The 7th Virginia Cavalry Regiment also known as Ashby's Cavalry was a Confederate cavalry regiment raised in the spring of 1861 by Colonel Angus William McDonald The regiment was composed primarily of men from the counties of the Shenandoah Valley as well as from the counties of Fauquier and Loudoun. Two companies contained men from the border counties of Maryland.

==History==
The regiment was initially assigned to guarding the upper Potomac and was attached to the command of Thomas "Stonewall" Jackson in the Valley. In the spring of 1862 the regiment took part in Jackson's Valley Campaign, where the exploits of the unit and its commander, Turner Ashby, became famous on both sides of the war. Near the conclusion of the campaign, Ashby was mortally wounded and Col. Richard Henry Dulany took command of the regiment, which had swelled to 29 companies. The regiment was reorganized at the end of the campaign, with the original 10 companies remaining and the excess 19 forming the 12th Regiment and 17th Battalion of Virginia Cavalry. Together with these two regiments, the 7th would become the nucleus of the famed Laurel Brigade.

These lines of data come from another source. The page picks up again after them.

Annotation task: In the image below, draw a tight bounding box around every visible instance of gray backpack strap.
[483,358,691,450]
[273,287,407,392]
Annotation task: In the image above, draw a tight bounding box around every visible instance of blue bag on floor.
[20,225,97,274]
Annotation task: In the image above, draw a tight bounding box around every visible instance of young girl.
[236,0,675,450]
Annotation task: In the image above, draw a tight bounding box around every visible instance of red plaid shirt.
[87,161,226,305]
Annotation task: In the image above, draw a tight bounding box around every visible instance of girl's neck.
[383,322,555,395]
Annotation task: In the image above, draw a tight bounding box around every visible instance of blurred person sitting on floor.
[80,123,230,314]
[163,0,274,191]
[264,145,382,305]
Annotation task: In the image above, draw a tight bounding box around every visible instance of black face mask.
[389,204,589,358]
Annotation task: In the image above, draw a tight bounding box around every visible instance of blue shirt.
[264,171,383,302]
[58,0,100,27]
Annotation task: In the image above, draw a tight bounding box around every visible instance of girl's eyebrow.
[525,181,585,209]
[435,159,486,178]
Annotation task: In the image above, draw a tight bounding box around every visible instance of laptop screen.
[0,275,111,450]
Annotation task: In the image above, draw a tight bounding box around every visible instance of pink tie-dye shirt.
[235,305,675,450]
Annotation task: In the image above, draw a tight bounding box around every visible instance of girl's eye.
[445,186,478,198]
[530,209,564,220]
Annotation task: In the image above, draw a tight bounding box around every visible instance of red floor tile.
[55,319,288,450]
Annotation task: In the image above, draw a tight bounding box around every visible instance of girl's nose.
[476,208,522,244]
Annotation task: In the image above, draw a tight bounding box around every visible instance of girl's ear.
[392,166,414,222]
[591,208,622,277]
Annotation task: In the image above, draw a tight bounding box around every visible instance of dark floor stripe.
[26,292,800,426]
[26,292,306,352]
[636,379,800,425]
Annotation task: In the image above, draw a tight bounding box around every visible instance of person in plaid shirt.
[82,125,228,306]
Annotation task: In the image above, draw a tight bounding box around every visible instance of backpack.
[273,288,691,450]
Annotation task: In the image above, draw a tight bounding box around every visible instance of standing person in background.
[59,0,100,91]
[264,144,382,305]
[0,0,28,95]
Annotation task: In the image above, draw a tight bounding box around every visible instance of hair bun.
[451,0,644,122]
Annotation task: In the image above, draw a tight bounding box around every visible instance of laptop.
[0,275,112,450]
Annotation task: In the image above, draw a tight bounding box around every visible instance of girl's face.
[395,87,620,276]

As part of the brigade, the 7th saw major action during the Gettysburg campaign in 1863 and was at the famed cavalry Battle of Brandy Station that same year. They took part in Jubal A. Early's ill-fated Valley Campaigns of 1864 and were at Appomattox Courthouse, though much of the unit escaped through federal lines and returned home to disband rather than taking parole with the rest of the Army of Northern Virginia.

==Companies==
- A – Fauquier Mountain Rangers (Fauquier Co.)
- B -
  - (1st) Howard Dragoons (Howard Co., Md.)
  - (2nd) Letcher Brock's Gap Rifles (Rockingham Co.)
- C – Shenandoah Rangers (Shenandoah Co.)
- D – Jordan's Company (Page Co.)
- E – Bowen's Mounted Rangers (Warren Co.)
- F – Hampshire Rifleman (Hampshire Co.)
- G – Mason Rangers (Maryland and Loudoun Co.)
- H -
  - (1st) Brock's Gap Sharpshooters (Rockingham Co.)
  - (2nd) Shoup's Co. (Rockingham Co.)
- I – Shand's Company (Rockingham Co.)
- K – Miller's Company (Shenandoah Co.)

==See also==
- List of Virginia Civil War units
- List of West Virginia Civil War Confederate units

==Bibliography==
- Armstrong, Richard L. (1992). "7th Virginia Cavalry"
- Avirett, James Battle (1987). "The Memoirs of General Turner Ashby and His Compeers"
- Douglas, Henry Kyd (1993). "I Rode with Stonewall"
- McDonald, William Naylor (1907). "A History of the Laurel Brigade"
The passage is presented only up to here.